Railway station in Pristina, Kosovo

Pristina railway station (Note: Albanian: Stacioni hekurudhor i Prishtinës; Serbian: Приштинска железничка станица / Prištinska železnička stanica) is the central railway station in the city of Pristina, the capital of Kosovo. It opened on Tirana Boulevard in 1936, having been constructed by a French/British company. Trains calling at the station are operated by Trainkos sh.a.

The line on which the station sits is single-track, laid to standard gauge, but there is a loop at the station, allowing trains to pass there, with a second, parallel, loop lying out-of-use as of October 2016.
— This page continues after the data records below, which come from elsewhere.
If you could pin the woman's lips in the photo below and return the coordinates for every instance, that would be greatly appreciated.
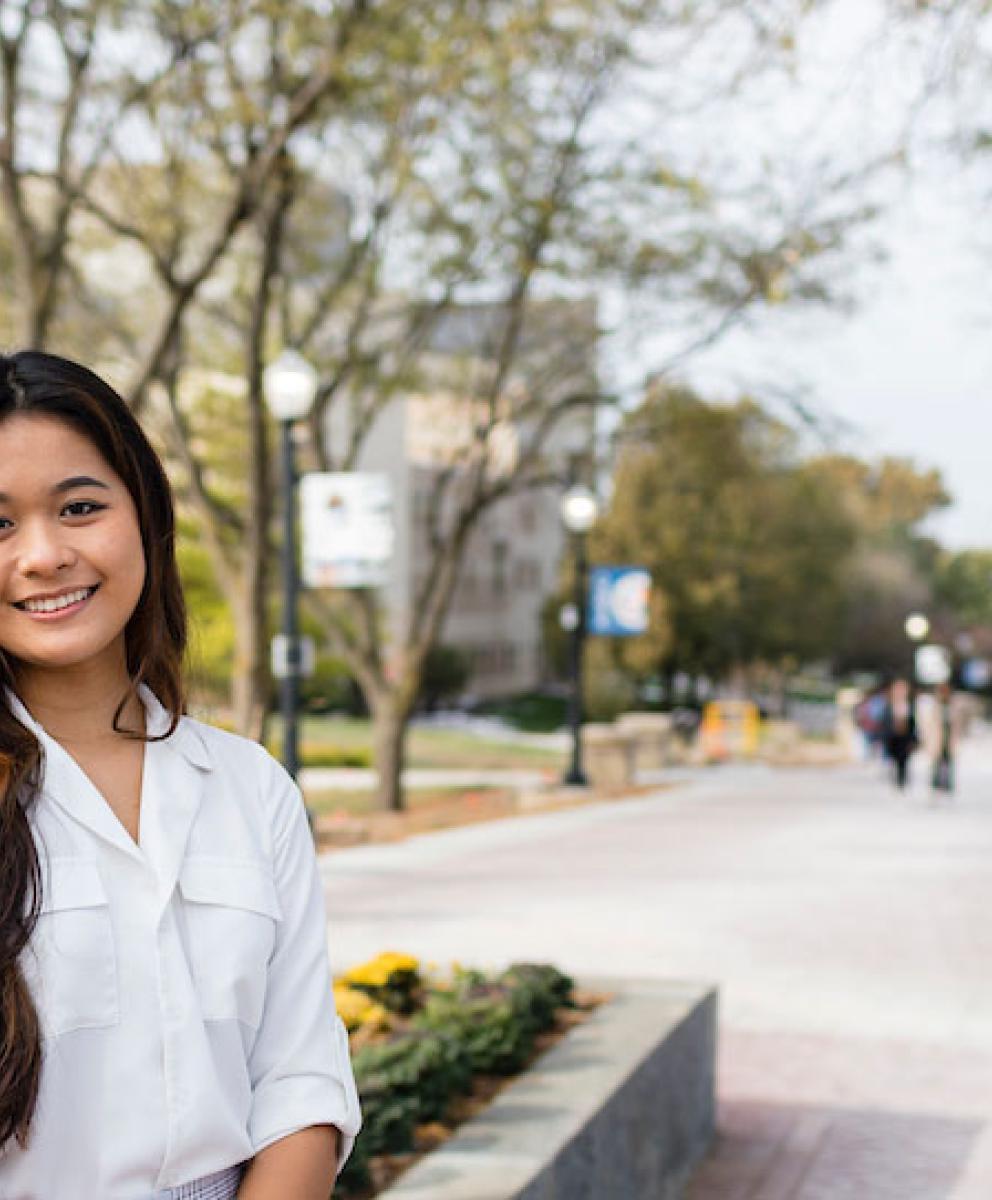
(55, 615)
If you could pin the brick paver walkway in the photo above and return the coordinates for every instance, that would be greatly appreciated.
(849, 929)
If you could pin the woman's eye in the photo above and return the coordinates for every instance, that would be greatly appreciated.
(82, 508)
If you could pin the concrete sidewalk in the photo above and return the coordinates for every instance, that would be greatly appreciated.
(847, 925)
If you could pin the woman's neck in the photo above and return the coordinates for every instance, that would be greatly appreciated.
(78, 707)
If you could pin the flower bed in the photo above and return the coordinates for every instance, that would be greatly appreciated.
(427, 1050)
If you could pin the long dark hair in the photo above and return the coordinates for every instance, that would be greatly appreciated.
(40, 384)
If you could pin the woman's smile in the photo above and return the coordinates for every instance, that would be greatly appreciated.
(56, 606)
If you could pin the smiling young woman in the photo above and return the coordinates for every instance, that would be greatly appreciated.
(167, 1021)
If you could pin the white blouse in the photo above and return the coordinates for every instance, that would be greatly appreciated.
(182, 984)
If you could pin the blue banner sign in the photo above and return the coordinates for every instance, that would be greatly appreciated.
(618, 600)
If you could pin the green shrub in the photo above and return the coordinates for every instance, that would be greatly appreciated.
(403, 1083)
(475, 1026)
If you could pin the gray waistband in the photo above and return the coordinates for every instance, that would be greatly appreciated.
(220, 1186)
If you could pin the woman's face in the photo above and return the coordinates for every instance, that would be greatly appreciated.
(72, 565)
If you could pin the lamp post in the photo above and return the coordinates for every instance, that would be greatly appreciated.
(579, 509)
(917, 628)
(289, 385)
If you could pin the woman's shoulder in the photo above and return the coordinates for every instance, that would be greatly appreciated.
(233, 757)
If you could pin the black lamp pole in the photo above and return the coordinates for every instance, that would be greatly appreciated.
(289, 684)
(576, 777)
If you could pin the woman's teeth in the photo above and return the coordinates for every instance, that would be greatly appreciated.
(56, 603)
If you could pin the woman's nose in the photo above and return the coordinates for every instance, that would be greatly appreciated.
(43, 549)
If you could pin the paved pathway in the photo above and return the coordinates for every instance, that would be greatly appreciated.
(849, 929)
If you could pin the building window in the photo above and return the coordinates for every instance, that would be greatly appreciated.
(500, 555)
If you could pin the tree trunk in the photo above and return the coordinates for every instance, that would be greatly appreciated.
(390, 723)
(250, 678)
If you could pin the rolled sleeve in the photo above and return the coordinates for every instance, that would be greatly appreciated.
(300, 1067)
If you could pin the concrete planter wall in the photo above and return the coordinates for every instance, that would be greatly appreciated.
(621, 1108)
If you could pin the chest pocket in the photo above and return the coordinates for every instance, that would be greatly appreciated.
(230, 912)
(71, 959)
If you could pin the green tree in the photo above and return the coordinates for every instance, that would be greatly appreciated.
(743, 540)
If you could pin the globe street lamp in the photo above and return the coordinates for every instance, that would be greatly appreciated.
(579, 509)
(917, 628)
(289, 385)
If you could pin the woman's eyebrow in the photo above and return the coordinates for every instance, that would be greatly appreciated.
(73, 481)
(67, 485)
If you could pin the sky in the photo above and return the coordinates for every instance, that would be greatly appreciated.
(907, 372)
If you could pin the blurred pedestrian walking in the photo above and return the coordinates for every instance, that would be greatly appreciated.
(942, 719)
(899, 726)
(869, 717)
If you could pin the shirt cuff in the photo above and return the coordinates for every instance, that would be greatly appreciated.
(288, 1105)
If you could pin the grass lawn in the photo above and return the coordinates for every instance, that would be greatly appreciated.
(426, 747)
(323, 802)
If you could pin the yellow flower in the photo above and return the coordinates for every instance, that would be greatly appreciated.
(353, 1006)
(378, 971)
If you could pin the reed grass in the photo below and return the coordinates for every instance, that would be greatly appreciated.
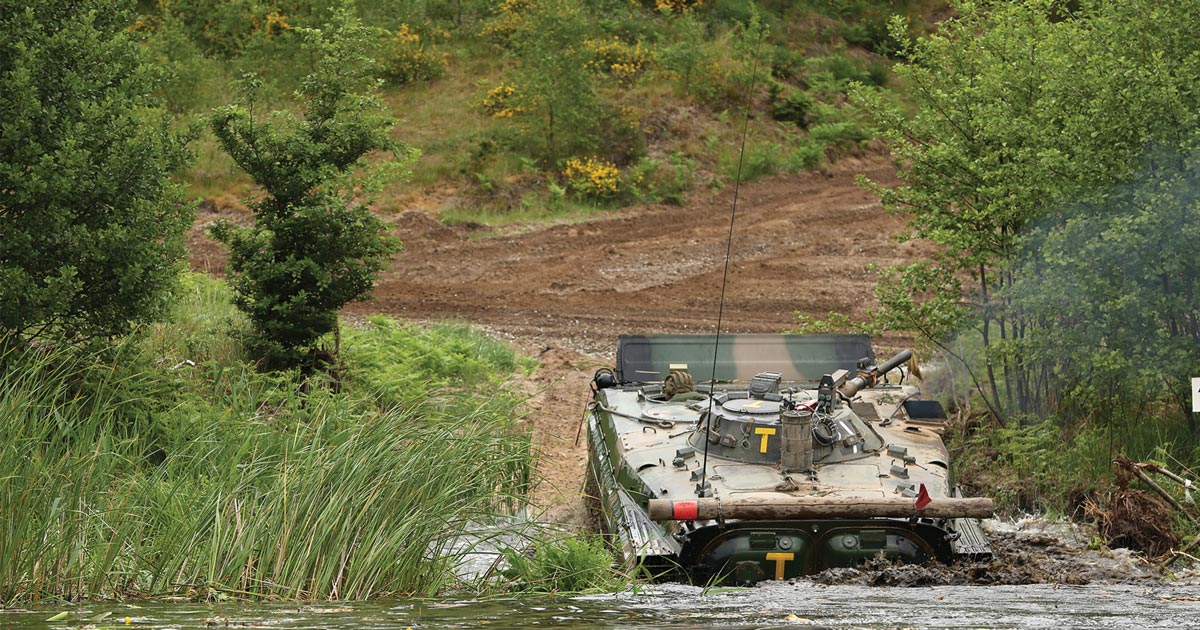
(126, 479)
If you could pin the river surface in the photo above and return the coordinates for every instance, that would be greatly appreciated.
(773, 605)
The train routes are currently out of service.

== Events ==

During the era when Kosovo was part of the Socialist Federal Republic of Yugoslavia, the country's leader Marshall Tito occasionally visited Pristina, arriving on his personal Blue Train.

During the 1999 Kosovo War, Serbian and Yugoslav regular forces, in conjunction with paramilitaries, conducted large-scale ethnic cleansing of ethnic Albanian inhabitants of Pristina through the station. Many of those expelled were directed onto trains apparently brought there for the express purpose of deporting them to the Macedonian border, where they were forced into exile.

The station was restored by British soldiers, serving as part of KFOR, later in 1999.